COBOL is only one visible layer of a much deeper system. Mainframe environments are built on tightly integrated stacks that include transaction managers like CICS, databases such as IMS or DB2, batch schedulers, messaging layers, security frameworks, and decades of incremental adjustments made in production. The source code reflects business logic, but it does not fully capture the operational assumptions that have accumulated around it.

Consider two large banks running similar core banking platforms. On paper, their architectures may look nearly identical. Both may process deposits, loans, payments, and reporting through comparable COBOL programs. Yet over the years, each institution has adapted its systems differently. One may have introduced performance optimizations to handle peak transaction volumes during specific market cycles. Another may have embedded compliance-related controls shaped by regulatory audits. Batch job timing, data conventions, integration contracts with downstream systems — all of these details evolve in response to local pressures.

Those differences rarely announce themselves clearly in the codebase. They reveal themselves in how the system behaves in production. Focusing solely on the COBOL creates the illusion that the system is fully understood when, in reality, much of its behavior remains implicit.

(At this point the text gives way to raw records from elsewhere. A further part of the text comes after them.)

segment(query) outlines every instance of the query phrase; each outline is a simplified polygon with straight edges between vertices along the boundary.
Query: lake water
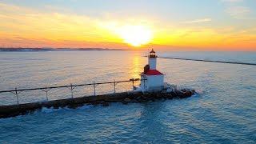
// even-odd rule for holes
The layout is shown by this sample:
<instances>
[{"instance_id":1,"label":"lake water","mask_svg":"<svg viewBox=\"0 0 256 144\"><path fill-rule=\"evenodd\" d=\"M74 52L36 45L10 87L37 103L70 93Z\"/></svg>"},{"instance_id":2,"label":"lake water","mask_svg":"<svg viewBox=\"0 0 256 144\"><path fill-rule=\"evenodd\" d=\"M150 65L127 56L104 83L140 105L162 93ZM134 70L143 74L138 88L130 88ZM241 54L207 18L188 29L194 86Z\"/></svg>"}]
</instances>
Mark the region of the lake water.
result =
<instances>
[{"instance_id":1,"label":"lake water","mask_svg":"<svg viewBox=\"0 0 256 144\"><path fill-rule=\"evenodd\" d=\"M256 53L159 52L159 56L256 63ZM127 80L139 78L146 58L141 51L1 52L0 90ZM166 82L195 89L186 99L111 103L108 107L46 109L0 119L0 143L255 143L256 66L158 59ZM119 85L118 91L131 89ZM97 87L112 93L113 86ZM76 90L90 95L91 87ZM70 98L67 89L50 99ZM22 92L21 103L44 101L42 91ZM0 105L16 102L0 94Z\"/></svg>"}]
</instances>

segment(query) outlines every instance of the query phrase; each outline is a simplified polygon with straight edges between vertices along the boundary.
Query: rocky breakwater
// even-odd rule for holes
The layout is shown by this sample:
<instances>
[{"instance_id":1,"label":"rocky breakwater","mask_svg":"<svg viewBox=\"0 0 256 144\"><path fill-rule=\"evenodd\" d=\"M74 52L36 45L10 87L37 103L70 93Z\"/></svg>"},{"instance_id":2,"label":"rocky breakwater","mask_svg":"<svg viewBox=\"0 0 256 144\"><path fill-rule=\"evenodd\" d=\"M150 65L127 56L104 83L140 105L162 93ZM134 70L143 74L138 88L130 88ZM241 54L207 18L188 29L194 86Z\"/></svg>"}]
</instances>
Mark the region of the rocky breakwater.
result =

When modernization efforts concentrate on code translation, they risk perpetuating this blind spot. Translating syntax does not guarantee equivalence of behavior. After all, modernization is not greenfield development; it is the reimplementation of a mission-critical system that already works. Subtle behavioral drift can create measurable financial discrepancies, compliance violations, or customer-facing disruptions. These are not theoretical risks; they translate directly into quantifiable losses.

Trust, but verify

Addressing risk requires a different approach not focused on code. Instead of beginning with translation, we capture how the system actually behaves in production and use that data to verify generated code so that it faithfully reproduces the legacy workload before it replaces it.

These exact behavioral replicas of legacy systems reproduce their functional outputs, performance characteristics, and integrations in a modern environment. AI plays a role throughout - we have been pushing the limits of LLMs - and the defining step is validating the new system against the real behaviors of the old one. By proving behavioral equivalence first, modernization can proceed incrementally and with materially lower risk.

AI has fundamentally changed the economics of modernization. It makes analysis faster, translation cheaper, and previously inaccessible systems newly approachable. But modernization cannot simply be a code conversion exercise; it should start with a careful, exact re-creation of the living, critical system. That requires proving behavioral equivalence before replacement — validating not just what the code says, but what the system actually does. AI expands what is possible. A behavior-first approach determines what is safe.